The $25,000 Challenge (no actual money was at risk)

Imagine that you are part of a small startup. Your company has been given $25,000 and the opportunity to make more money (or lose it) by investing the entire amount in one of the following stocks for the duration of one week: Alphabet (Google) – GOOG, Facebook – FB, or Snap (Snapchat) – SNAP.

12 Article Decision Making Chart 1
12 Article Decision Making Chart 2

You can also decide to not invest in any of these three options, in which case you can keep the $25,000. Again, if you choose to invest, your stock will be cashed out one week from today.

Each group created a team name and made a decision using the process and tools we provided.

Throughout the decision-making exercise, participants were asked to report decisions and confidence levels via an online survey. They made individual, independent decisions first before participating in their groups.

What did each team decide, and how did they do? To see the results, please look at the gallery images at the bottom of the page.

The exercise and the concluding discussion reminded us of some of the decision-making details that are critical to get right, including understanding the business and its appetite for risk, and knowing how to define decision criteria.
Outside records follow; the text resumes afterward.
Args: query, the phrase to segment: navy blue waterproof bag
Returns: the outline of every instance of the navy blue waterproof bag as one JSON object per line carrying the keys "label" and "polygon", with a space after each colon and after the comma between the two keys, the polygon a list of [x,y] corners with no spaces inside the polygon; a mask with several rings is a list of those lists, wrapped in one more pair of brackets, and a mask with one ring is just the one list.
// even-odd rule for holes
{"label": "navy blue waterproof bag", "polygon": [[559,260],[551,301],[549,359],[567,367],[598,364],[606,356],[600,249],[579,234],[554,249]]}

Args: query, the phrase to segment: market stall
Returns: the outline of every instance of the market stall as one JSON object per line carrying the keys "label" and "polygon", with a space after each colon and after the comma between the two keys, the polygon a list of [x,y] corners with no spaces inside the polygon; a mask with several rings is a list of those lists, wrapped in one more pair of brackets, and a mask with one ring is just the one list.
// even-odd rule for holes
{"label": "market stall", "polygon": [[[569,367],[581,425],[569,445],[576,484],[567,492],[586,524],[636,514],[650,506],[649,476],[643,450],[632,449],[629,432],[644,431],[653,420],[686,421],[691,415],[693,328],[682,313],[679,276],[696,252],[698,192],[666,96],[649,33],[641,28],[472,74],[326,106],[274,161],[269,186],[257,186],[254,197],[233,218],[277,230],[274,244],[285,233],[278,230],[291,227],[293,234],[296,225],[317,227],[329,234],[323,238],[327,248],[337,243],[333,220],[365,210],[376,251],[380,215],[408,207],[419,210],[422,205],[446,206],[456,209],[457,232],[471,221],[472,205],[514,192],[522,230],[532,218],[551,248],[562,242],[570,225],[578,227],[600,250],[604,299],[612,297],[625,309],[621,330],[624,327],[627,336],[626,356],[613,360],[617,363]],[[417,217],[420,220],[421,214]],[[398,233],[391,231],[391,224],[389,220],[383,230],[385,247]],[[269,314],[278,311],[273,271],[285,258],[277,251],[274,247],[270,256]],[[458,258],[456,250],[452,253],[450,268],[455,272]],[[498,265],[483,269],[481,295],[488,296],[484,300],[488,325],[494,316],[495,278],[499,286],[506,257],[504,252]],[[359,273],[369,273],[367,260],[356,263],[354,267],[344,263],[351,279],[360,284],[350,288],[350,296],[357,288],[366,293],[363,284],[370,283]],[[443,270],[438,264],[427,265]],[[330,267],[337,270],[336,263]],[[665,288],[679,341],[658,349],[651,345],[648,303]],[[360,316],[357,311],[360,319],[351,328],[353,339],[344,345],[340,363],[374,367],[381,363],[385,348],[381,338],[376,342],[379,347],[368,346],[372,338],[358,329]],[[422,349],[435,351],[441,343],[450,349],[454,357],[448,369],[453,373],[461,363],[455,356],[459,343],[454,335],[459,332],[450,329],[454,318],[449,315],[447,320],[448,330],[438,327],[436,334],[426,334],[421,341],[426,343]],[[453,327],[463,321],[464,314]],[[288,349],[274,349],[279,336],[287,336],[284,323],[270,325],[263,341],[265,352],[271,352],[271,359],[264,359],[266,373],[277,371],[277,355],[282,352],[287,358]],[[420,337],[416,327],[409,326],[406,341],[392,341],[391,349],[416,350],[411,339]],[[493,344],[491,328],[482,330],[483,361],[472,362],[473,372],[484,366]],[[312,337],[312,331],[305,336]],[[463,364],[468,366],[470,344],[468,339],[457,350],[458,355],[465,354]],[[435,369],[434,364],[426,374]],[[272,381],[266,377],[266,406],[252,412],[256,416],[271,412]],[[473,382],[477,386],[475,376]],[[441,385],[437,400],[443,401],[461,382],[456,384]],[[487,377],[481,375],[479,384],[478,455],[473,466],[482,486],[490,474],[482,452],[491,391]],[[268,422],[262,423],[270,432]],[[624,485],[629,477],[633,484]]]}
Only 23 of the 39 workshop attendees actually followed all of the directions and filled out all of their survey questions. Of those, we saw agreement with results from academic research that shows that people who make decisions as part of a group tend to have more confidence in their decision than people making decisions on their own.* Ten out of the 23 reporting actually changed their minds going from their individual decision to the group decision. Nine out of the 23 increased their reported confidence level in the final decision. No one reported a decrease in confidence level going from individual to group decision.

What did we learn from this?

People don’t always follow directions, so don’t expect them to do so and plan around that reality.

Getting the decision-making criteria right from the outset is important.

The process led to a good decision and the group led to a confident decision.

We had a great time and a fruitful discussion with this group. We always learn something new by discussing the difficulties and the realities of decision making, and we appreciate the workshop attendees for engaging in the conversation with us! We look forward to future conversations on the topic as we work to hone our decision-making skills.

* For example: Sniezek, Janet A. and Rebecca A. Henry. 1989. Accuracy and Confidence in Group Judgment, Organizational Behavior and Human Decision Processes 43(1):1-28.